Probabilistic Spatial Interpolation of Sparse Data using Diffusion Models (2506.00033v1)

Abstract: The large underlying assumption of climate models today relies on the basis of a "confident" initial condition, a reasonably plausible snapshot of the Earth for which all future predictions depend on. However, given the inherently chaotic nature of our system, this assumption is complicated by sensitive dependence, where small uncertainties in initial conditions can lead to exponentially diverging outcomes over time. This challenge is particularly salient at global spatial scales and over centennial timescales, where data gaps are not just common but expected. The source of uncertainty is two-fold: (1) sparse, noisy observations from satellites and ground stations, and (2) internal variability stemming from the simplifying approximations within the models themselves.
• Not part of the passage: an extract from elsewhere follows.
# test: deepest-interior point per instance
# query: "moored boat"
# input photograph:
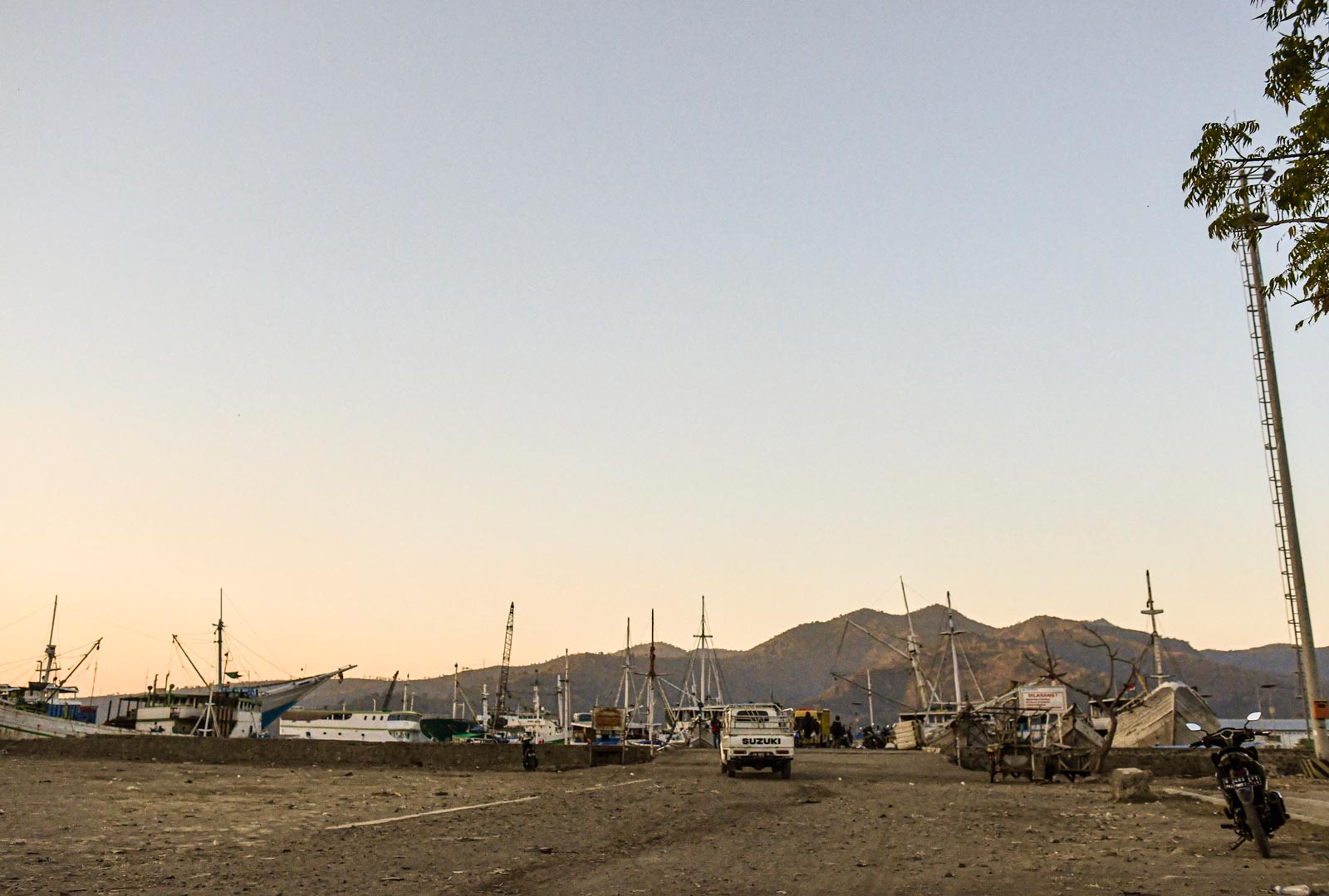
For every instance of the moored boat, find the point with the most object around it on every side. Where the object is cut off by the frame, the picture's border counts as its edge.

In practice, data assimilation methods are used to reconcile this missing information by conditioning model states on partial observations. Our work builds on this idea but operates at the extreme end of sparsity. We propose a conditional data imputation framework that reconstructs full temperature fields from as little as 1% observational coverage. The method leverages a diffusion model guided by a prekriged mask, effectively inferring the full-state fields from minimal data points. We validate our framework over the Southern Great Plains, focusing on afternoon (12:00-6:00 PM) temperature fields during the summer months of 2018-2020. Across varying observational densities--from swath data to isolated in-situ sensors--our model achieves strong reconstruction accuracy, highlighting its potential to fill in critical data gaps in both historical reanalysis and real-time forecasting pipelines.